Question about optimizing mem in loop

Is there a strong reason why this simple code:

for(rnd = 0; rnd < Nrnd - 1; ++rnd)
// round(inv_rnd, b1, b0, kp);

for (iter = 0; iter < 4; ++iter) {
round_i(inv_rnd, b1, b0, kp, iter);
l_copy(b0, b1); kp -= nc;

Produces the complicated control flow logic in the attached CFG?

If I unroll the loop I no longer have the crazy control flow logic. It seems that instead of calculating the GEPs one at a time inside the loop, it’s pulling all 4 out of the inner loop into the outer loop head and then branching in the inner loop depending on which iteration this is in. I can’t really think of a good reason to do it this way, I’m sure there is so I was hoping someone might explain why this is occuring (instead of simply looping over the round and calculating each GEP in each iteration depending on the index).

Secondly, what’s the best way to convince the compiler not to do this code/logic bloat? I’m pretty unclear how it’s saving any cycles.

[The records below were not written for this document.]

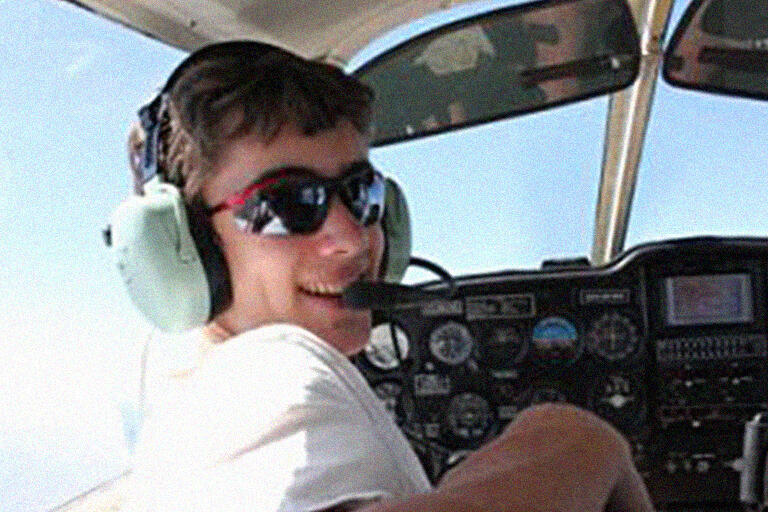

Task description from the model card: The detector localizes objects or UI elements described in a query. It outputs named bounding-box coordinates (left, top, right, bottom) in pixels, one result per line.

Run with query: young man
left=127, top=43, right=650, bottom=512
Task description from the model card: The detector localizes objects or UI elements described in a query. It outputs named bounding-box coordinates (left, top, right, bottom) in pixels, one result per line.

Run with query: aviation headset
left=105, top=41, right=411, bottom=331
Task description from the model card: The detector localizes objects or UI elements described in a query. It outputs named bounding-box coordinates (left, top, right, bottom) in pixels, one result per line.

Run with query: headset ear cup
left=381, top=178, right=411, bottom=283
left=110, top=183, right=212, bottom=331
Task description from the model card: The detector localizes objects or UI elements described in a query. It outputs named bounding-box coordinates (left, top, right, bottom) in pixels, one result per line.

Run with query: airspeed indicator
left=429, top=322, right=475, bottom=366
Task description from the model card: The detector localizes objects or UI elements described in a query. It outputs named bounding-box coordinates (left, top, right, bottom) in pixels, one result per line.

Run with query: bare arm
left=361, top=404, right=653, bottom=512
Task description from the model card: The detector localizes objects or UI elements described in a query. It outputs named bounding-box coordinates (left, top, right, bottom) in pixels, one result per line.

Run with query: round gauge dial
left=587, top=313, right=640, bottom=361
left=447, top=393, right=492, bottom=441
left=485, top=326, right=528, bottom=368
left=590, top=374, right=645, bottom=429
left=531, top=316, right=583, bottom=364
left=373, top=380, right=403, bottom=417
left=363, top=323, right=410, bottom=371
left=429, top=322, right=475, bottom=365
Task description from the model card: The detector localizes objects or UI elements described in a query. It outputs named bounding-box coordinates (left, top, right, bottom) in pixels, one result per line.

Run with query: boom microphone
left=341, top=281, right=446, bottom=309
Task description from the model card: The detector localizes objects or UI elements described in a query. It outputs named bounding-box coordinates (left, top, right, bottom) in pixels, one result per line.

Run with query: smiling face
left=201, top=120, right=384, bottom=355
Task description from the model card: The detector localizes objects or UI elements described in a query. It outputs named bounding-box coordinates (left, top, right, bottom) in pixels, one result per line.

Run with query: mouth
left=299, top=274, right=369, bottom=301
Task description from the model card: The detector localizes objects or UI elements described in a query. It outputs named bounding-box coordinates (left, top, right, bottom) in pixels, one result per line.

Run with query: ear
left=381, top=178, right=411, bottom=283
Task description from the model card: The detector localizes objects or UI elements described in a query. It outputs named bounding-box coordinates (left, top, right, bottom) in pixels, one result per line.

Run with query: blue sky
left=0, top=0, right=768, bottom=512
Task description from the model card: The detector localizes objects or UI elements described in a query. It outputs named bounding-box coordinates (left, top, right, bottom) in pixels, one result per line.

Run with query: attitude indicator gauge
left=373, top=380, right=403, bottom=420
left=446, top=393, right=493, bottom=441
left=363, top=323, right=410, bottom=371
left=587, top=313, right=640, bottom=361
left=429, top=322, right=475, bottom=366
left=531, top=316, right=583, bottom=364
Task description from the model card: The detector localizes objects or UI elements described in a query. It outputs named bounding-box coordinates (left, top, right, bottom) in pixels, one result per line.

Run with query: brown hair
left=129, top=44, right=373, bottom=199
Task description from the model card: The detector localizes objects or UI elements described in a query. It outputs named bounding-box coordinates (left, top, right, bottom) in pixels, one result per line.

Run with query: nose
left=320, top=196, right=370, bottom=256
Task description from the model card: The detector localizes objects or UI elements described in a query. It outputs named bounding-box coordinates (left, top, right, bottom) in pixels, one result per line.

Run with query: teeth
left=306, top=283, right=344, bottom=295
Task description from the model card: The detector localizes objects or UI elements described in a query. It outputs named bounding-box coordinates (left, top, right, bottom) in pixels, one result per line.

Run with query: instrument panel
left=356, top=238, right=768, bottom=511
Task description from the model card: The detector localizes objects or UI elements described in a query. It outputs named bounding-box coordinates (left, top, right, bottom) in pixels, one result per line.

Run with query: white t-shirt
left=126, top=324, right=430, bottom=512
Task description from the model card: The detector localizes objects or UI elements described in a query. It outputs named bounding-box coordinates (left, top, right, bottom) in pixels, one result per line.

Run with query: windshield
left=0, top=0, right=768, bottom=512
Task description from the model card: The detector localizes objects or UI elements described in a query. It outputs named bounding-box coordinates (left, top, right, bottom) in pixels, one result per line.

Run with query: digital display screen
left=664, top=274, right=753, bottom=327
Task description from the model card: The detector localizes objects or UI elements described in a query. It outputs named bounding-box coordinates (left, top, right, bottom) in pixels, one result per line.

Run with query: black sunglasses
left=208, top=161, right=385, bottom=236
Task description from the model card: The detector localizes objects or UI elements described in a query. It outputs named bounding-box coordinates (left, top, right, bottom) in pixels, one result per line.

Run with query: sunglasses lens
left=269, top=182, right=328, bottom=233
left=228, top=167, right=385, bottom=236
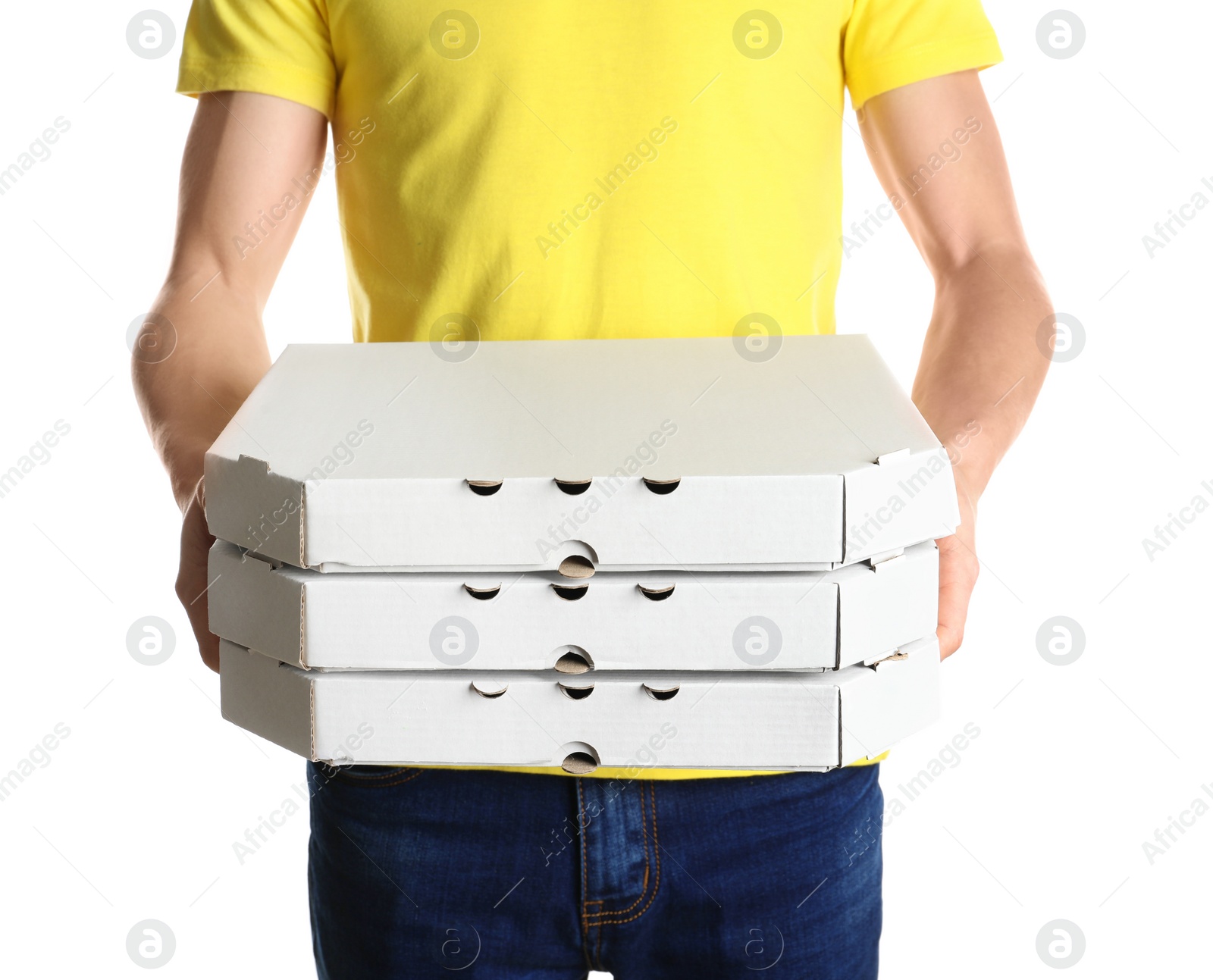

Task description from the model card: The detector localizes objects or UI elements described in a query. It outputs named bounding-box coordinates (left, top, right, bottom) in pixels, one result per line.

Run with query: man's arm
left=131, top=92, right=325, bottom=671
left=859, top=71, right=1053, bottom=657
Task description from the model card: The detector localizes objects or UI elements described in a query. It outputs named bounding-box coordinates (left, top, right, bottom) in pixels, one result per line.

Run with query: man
left=133, top=0, right=1051, bottom=980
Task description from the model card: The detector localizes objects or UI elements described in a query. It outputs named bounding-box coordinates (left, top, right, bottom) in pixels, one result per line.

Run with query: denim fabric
left=308, top=766, right=883, bottom=980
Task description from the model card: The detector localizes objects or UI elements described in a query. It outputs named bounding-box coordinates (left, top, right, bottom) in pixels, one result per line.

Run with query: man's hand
left=131, top=92, right=325, bottom=671
left=859, top=71, right=1052, bottom=657
left=177, top=481, right=220, bottom=671
left=936, top=473, right=980, bottom=660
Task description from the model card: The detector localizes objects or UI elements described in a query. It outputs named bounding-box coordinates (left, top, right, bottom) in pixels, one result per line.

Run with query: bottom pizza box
left=220, top=636, right=939, bottom=772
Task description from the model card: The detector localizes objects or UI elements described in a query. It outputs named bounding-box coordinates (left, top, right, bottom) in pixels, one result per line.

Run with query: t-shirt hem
left=847, top=30, right=1002, bottom=109
left=410, top=752, right=889, bottom=780
left=177, top=58, right=334, bottom=120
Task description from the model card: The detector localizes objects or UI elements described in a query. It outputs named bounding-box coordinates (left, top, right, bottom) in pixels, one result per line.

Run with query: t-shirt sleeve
left=177, top=0, right=337, bottom=119
left=843, top=0, right=1002, bottom=109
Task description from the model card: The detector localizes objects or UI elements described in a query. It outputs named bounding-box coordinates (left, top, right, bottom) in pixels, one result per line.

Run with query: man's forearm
left=131, top=265, right=269, bottom=511
left=914, top=245, right=1052, bottom=506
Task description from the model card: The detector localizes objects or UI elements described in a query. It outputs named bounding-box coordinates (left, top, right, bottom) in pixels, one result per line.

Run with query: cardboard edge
left=204, top=451, right=307, bottom=568
left=841, top=633, right=942, bottom=762
left=220, top=639, right=315, bottom=759
left=842, top=443, right=961, bottom=565
left=206, top=539, right=308, bottom=669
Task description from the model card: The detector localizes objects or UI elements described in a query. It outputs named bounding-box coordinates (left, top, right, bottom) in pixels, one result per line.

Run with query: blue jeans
left=308, top=764, right=883, bottom=980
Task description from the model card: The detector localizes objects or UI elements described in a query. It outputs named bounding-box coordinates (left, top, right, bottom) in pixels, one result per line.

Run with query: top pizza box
left=205, top=336, right=960, bottom=576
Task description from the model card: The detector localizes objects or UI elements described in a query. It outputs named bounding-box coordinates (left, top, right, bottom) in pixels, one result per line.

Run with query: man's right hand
left=177, top=481, right=220, bottom=672
left=131, top=92, right=325, bottom=671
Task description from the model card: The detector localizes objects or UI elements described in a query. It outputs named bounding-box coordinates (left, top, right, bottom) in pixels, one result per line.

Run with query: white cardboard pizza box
left=220, top=636, right=939, bottom=772
left=206, top=336, right=960, bottom=571
left=208, top=541, right=939, bottom=671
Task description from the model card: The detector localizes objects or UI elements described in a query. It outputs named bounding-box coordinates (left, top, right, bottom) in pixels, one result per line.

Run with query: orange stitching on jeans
left=576, top=778, right=600, bottom=966
left=325, top=764, right=425, bottom=782
left=335, top=769, right=426, bottom=790
left=588, top=780, right=661, bottom=927
left=586, top=782, right=649, bottom=918
left=598, top=780, right=661, bottom=938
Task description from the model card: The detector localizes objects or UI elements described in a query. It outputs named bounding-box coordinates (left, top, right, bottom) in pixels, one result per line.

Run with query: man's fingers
left=177, top=487, right=220, bottom=671
left=936, top=535, right=980, bottom=660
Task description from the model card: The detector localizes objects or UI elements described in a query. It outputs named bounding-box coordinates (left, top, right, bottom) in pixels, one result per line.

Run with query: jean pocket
left=315, top=762, right=426, bottom=790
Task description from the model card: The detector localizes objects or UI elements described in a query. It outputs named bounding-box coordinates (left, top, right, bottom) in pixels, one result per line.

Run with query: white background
left=0, top=0, right=1213, bottom=980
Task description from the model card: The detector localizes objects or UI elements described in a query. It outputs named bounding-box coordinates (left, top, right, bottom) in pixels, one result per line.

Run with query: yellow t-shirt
left=177, top=0, right=1002, bottom=778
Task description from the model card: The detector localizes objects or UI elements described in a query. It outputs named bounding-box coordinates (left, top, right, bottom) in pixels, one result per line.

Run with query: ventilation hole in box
left=556, top=681, right=594, bottom=701
left=472, top=681, right=509, bottom=699
left=641, top=477, right=682, bottom=493
left=556, top=647, right=594, bottom=673
left=465, top=481, right=502, bottom=497
left=559, top=554, right=594, bottom=578
left=556, top=481, right=593, bottom=497
left=560, top=752, right=598, bottom=776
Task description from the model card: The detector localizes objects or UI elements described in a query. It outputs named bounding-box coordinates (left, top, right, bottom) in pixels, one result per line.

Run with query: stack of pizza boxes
left=206, top=336, right=958, bottom=774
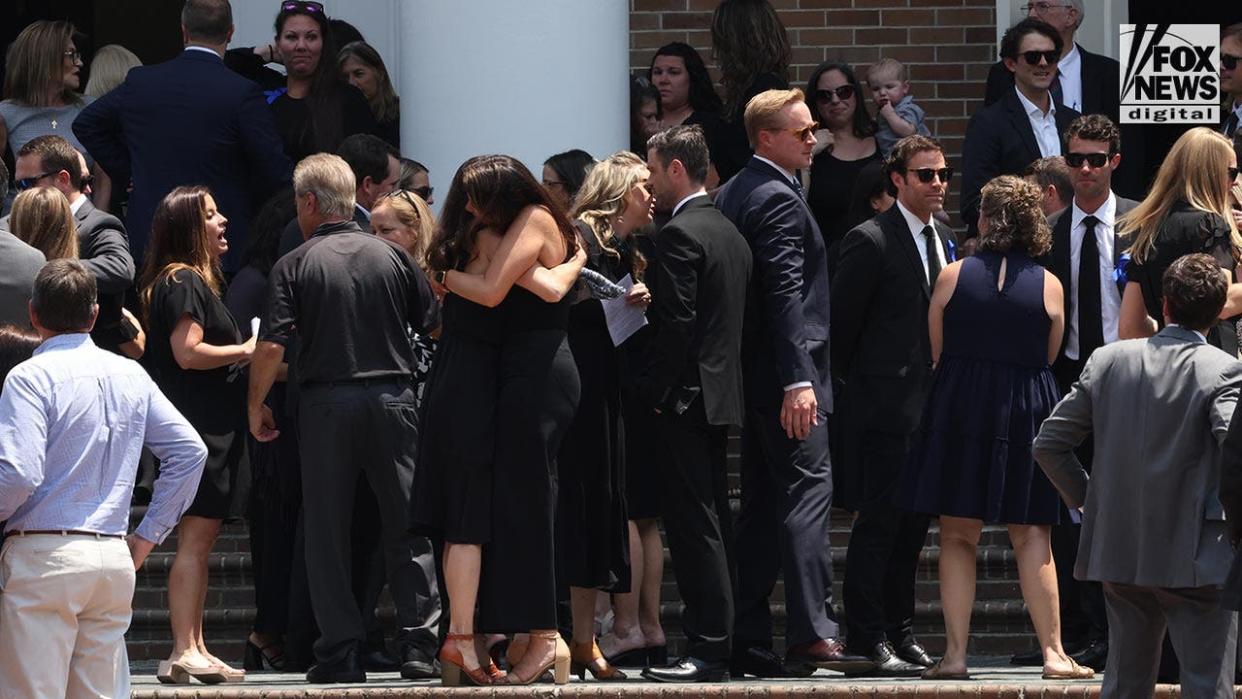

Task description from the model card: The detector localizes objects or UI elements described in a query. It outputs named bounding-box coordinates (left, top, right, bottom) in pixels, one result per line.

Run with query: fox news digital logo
left=1120, top=25, right=1221, bottom=124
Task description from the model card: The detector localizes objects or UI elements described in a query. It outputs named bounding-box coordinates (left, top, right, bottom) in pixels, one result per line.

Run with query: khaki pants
left=0, top=534, right=134, bottom=699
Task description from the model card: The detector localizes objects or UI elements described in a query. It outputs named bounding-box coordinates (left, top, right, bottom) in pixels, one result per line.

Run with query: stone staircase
left=127, top=500, right=1035, bottom=663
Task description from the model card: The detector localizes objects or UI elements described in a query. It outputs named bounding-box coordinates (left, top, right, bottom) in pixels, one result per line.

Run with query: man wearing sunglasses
left=832, top=135, right=954, bottom=677
left=1221, top=22, right=1242, bottom=138
left=961, top=17, right=1078, bottom=238
left=1038, top=114, right=1138, bottom=669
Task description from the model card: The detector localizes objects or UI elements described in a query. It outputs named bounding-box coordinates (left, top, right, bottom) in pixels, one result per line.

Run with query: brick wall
left=630, top=0, right=996, bottom=227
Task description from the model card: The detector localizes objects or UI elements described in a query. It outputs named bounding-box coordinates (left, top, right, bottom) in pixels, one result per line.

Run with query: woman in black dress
left=139, top=186, right=255, bottom=682
left=411, top=155, right=586, bottom=684
left=806, top=62, right=881, bottom=278
left=556, top=151, right=655, bottom=679
left=1117, top=127, right=1242, bottom=347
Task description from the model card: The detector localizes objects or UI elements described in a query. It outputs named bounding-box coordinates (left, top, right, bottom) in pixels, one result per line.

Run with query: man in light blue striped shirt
left=0, top=259, right=207, bottom=699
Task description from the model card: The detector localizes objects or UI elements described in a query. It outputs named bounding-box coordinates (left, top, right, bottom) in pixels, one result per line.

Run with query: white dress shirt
left=1013, top=86, right=1061, bottom=158
left=1066, top=192, right=1122, bottom=360
left=897, top=201, right=945, bottom=283
left=1057, top=43, right=1083, bottom=113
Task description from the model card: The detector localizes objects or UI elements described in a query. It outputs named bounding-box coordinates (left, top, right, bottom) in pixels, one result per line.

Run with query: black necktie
left=1078, top=216, right=1104, bottom=361
left=923, top=226, right=940, bottom=289
left=1221, top=112, right=1238, bottom=138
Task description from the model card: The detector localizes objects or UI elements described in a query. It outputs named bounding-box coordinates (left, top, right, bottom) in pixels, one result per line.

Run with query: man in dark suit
left=715, top=89, right=871, bottom=677
left=73, top=0, right=292, bottom=272
left=984, top=0, right=1142, bottom=196
left=640, top=125, right=750, bottom=682
left=5, top=135, right=140, bottom=356
left=961, top=19, right=1078, bottom=237
left=832, top=135, right=953, bottom=677
left=1033, top=114, right=1138, bottom=669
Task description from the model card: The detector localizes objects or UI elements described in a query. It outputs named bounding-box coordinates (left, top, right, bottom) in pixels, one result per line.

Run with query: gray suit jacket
left=1033, top=327, right=1242, bottom=587
left=0, top=230, right=46, bottom=328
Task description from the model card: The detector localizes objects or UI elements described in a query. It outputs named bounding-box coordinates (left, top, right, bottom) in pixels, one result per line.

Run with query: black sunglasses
left=1066, top=153, right=1108, bottom=169
left=12, top=173, right=57, bottom=191
left=905, top=168, right=953, bottom=184
left=281, top=0, right=323, bottom=15
left=1021, top=50, right=1061, bottom=66
left=815, top=84, right=853, bottom=104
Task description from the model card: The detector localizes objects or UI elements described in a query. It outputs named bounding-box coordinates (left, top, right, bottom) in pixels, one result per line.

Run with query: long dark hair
left=805, top=61, right=876, bottom=138
left=647, top=41, right=724, bottom=114
left=276, top=10, right=345, bottom=153
left=427, top=155, right=578, bottom=269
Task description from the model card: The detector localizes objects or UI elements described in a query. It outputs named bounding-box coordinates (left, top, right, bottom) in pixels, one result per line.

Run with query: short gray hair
left=293, top=153, right=358, bottom=219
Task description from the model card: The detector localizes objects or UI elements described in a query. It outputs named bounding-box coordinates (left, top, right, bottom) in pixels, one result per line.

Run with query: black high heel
left=241, top=638, right=284, bottom=672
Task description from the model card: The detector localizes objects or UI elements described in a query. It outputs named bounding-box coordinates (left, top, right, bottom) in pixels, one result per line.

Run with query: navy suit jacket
left=73, top=51, right=292, bottom=271
left=961, top=88, right=1079, bottom=237
left=715, top=158, right=832, bottom=412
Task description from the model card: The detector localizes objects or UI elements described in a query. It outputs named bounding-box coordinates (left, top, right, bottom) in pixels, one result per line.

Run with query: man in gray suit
left=1033, top=255, right=1242, bottom=699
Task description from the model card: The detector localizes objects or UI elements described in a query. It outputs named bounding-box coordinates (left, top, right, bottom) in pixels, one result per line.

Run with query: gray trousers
left=1100, top=582, right=1237, bottom=699
left=298, top=381, right=424, bottom=663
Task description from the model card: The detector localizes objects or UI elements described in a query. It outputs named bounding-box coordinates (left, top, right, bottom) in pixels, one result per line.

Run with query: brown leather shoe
left=785, top=638, right=876, bottom=673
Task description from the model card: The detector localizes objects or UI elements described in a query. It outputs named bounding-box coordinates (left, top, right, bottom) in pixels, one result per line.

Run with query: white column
left=397, top=0, right=630, bottom=213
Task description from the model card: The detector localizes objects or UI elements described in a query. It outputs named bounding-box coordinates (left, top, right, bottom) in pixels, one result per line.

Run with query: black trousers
left=657, top=399, right=735, bottom=661
left=298, top=381, right=419, bottom=663
left=734, top=401, right=840, bottom=648
left=842, top=503, right=930, bottom=653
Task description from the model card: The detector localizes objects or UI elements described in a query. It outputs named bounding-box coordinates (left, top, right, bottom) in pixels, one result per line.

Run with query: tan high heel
left=504, top=631, right=569, bottom=684
left=569, top=638, right=626, bottom=682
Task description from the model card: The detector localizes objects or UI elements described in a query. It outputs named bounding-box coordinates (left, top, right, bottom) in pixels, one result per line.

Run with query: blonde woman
left=0, top=20, right=112, bottom=211
left=9, top=187, right=78, bottom=261
left=86, top=43, right=143, bottom=99
left=1117, top=127, right=1242, bottom=355
left=556, top=151, right=655, bottom=680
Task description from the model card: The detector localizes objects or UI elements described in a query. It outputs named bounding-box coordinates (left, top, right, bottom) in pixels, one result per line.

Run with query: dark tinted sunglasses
left=1066, top=153, right=1108, bottom=168
left=815, top=84, right=853, bottom=104
left=905, top=168, right=953, bottom=184
left=12, top=173, right=56, bottom=191
left=281, top=0, right=323, bottom=15
left=1021, top=51, right=1061, bottom=66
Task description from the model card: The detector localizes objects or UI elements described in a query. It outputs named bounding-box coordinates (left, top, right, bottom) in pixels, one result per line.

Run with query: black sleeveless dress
left=474, top=287, right=581, bottom=633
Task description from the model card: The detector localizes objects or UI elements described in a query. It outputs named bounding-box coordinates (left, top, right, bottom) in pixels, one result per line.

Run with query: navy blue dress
left=898, top=252, right=1061, bottom=524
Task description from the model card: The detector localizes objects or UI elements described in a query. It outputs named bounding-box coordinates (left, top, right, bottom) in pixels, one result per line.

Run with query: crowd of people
left=0, top=0, right=1242, bottom=697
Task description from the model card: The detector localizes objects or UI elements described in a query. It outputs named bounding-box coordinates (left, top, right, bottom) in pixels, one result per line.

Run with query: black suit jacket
left=1040, top=196, right=1139, bottom=372
left=73, top=201, right=135, bottom=353
left=73, top=51, right=292, bottom=271
left=832, top=205, right=953, bottom=439
left=961, top=88, right=1079, bottom=237
left=715, top=158, right=832, bottom=412
left=646, top=196, right=750, bottom=426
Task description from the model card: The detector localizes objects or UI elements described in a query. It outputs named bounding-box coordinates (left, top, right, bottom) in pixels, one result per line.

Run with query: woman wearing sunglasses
left=806, top=62, right=881, bottom=278
left=1117, top=127, right=1242, bottom=355
left=897, top=173, right=1094, bottom=679
left=0, top=20, right=112, bottom=211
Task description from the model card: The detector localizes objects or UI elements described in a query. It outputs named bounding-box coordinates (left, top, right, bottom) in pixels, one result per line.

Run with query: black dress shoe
left=642, top=656, right=729, bottom=682
left=1069, top=641, right=1108, bottom=672
left=401, top=646, right=440, bottom=679
left=847, top=641, right=925, bottom=677
left=307, top=647, right=366, bottom=684
left=897, top=641, right=935, bottom=668
left=729, top=646, right=789, bottom=678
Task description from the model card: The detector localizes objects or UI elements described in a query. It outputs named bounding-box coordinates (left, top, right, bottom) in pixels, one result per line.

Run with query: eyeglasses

If you look at the O2 CFG (the O3 is the same), it’s creating a switch who’s every branch ends up at the same BB, who’s pred goes to itself and the BB to which the switch points and the switch BB only contains itself? If you look at the other CFG it’s just run with default clang opts (ie clang source_file) and all it’s doing is lowering the switch (the same problem still exists).

Seems confusing to me?

ps. Round has no control flow logic in it and when the loop is unrolled there is no control flow at all (uncond branching, etc). The logic gets even more convoluted when simplycfg and other opts are applied. (18.1 KB) (41.9 KB)

To clarify, I understand "what’ is going on but I’d like to know why. Why is seemingly pre-computing the GEPs and then creating the control flow rather than doing it per iteration. Seems like a lot of code bloat for the exact same core operations?